Las victimas inocentes. Cierran las puertas del penal a hijos de presos

- Seguridad

Bolivia. Varios niños que viven con sus padres en Palmasola volvieron de pasar clases en sus escuelas y encontraron la cárcel cerrada lo que obligó a jueces y a la Defensoría a ir en ayuda de los pequeños.

Critican falta de alternativas para los niños del penal

Decenas de niños y adolescentes quedaron en la puerta de la cárcel a raíz de la medida, lo que obligó a jueces y a la Defensoría a ir en ayuda de los pequeños. Piensan en un retiro gradual.

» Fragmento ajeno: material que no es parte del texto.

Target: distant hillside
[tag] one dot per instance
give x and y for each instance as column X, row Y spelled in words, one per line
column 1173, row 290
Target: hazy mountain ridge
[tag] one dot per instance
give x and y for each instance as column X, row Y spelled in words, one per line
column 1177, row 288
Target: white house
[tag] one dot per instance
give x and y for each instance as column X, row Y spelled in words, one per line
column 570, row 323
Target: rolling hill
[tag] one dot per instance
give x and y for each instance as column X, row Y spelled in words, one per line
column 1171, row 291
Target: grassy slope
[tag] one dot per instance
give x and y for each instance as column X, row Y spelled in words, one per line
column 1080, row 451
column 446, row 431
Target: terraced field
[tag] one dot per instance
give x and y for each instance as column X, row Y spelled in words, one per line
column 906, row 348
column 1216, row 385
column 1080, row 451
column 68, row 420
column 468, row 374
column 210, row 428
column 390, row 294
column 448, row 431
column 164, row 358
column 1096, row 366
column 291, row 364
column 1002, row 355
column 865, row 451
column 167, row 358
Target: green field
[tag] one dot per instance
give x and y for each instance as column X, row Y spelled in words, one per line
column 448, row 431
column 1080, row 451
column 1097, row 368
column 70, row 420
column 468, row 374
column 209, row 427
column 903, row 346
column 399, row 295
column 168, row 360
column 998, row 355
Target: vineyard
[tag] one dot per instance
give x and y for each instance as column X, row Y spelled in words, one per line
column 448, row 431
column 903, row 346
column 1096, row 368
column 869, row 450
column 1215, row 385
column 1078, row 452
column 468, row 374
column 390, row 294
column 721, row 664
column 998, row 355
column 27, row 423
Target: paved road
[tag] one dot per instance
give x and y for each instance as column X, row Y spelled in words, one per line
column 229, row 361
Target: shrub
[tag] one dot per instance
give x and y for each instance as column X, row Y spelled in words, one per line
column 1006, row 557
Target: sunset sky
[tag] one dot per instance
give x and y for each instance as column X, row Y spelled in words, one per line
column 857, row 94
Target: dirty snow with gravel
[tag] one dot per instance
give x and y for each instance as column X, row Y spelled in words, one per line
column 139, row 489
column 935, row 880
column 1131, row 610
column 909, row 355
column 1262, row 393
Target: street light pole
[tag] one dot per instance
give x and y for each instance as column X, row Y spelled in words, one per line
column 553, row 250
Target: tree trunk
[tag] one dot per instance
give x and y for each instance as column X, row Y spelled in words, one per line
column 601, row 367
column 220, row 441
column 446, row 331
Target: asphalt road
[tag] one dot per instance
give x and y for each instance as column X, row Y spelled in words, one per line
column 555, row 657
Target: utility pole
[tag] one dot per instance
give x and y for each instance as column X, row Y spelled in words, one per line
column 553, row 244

image El Deber, Santa Cruz, Bolivia

Foto: Los hijos de los internos que ayer salieron a estudiar no pudieron entrar por orden superior.

Decenas de niños, hijos de internos, que ayer temprano salieron de la cárcel de Palmasola, como de costumbre, a pasar clases en colegios fuera del recinto, al retornar después del mediodía se toparon con la sorpresa de que el portón estaba cerrado para ellos por disposición del gobernador del penal, coronel Guido Parada, que instruyó a la guardia vetar el ingreso de los menores basado en una resolución judicial vigente desde el 13 de noviembre de 2012, que prohíbe la permanencia de niños y adolescentes mayores de seis años.

La medida de Parada se dio luego de que la dirección nacional de Régimen Penitenciario y otras instituciones culparon a la Policía por dejar entrar sin control a mujeres e hijos de reclusos que ingresan como visitas y terminan quedándose a vivir en la cárcel, donde a diario se exponen a los peligros, como violaciones que muchas veces quedan en la impunidad. Este año han salido a la luz cinco casos de abusos sexuales en el recinto, el último a un niño de seis años ultrajado el lunes por un reo extranjero, según la denuncia.

Medida causó desconcierto

Los niños retornaron del colegio después del mediodía y se toparon con la triste noticia de que en la cárcel no eran bienvenidos. Adentro, sus padres que purgan alguna condena o están detenidos preventivamente, esperaban por ellos. “Son 300 los niños que salieron esta mañana a pasar clases en los colegios que hay afuera de la cárcel y a ellos no se los va a dejar retornar a vivir aquí”, dijo Parada, que estima que en Palmasola existen entre 400 y 500 menores viviendo tras las rejas sin haber cometido ningún delito.

“Estamos con la ropa del cuerpo”, decía un niño de ocho años, que a las 13:00 de ayer, esperaba paciente que le abran el portón metálico del penal. “Voy a pedir al cabito (policía) que nos deje ingresar”, decía aún con esperanza. Pero a las 16:00 el muchacho ya estaba impaciente porque no sabía qué hacer. Una hora después, su padre le envió, con un hombre que fue a visitarlo, una chompa y Bs 10 para que tome el micro y vaya a buscar a un tío que vive por el Plan 4.000.

Una adolescente de 14 años dijo que se sentía engañada porque en la mañana, cuando salió al colegio ningún policía le advirtió que después no iba a poder ingresar. “Si lo hubiera sabido, no dejaba la cárcel”, afirmó la chica que vivía en la cárcel de mujeres con su madre.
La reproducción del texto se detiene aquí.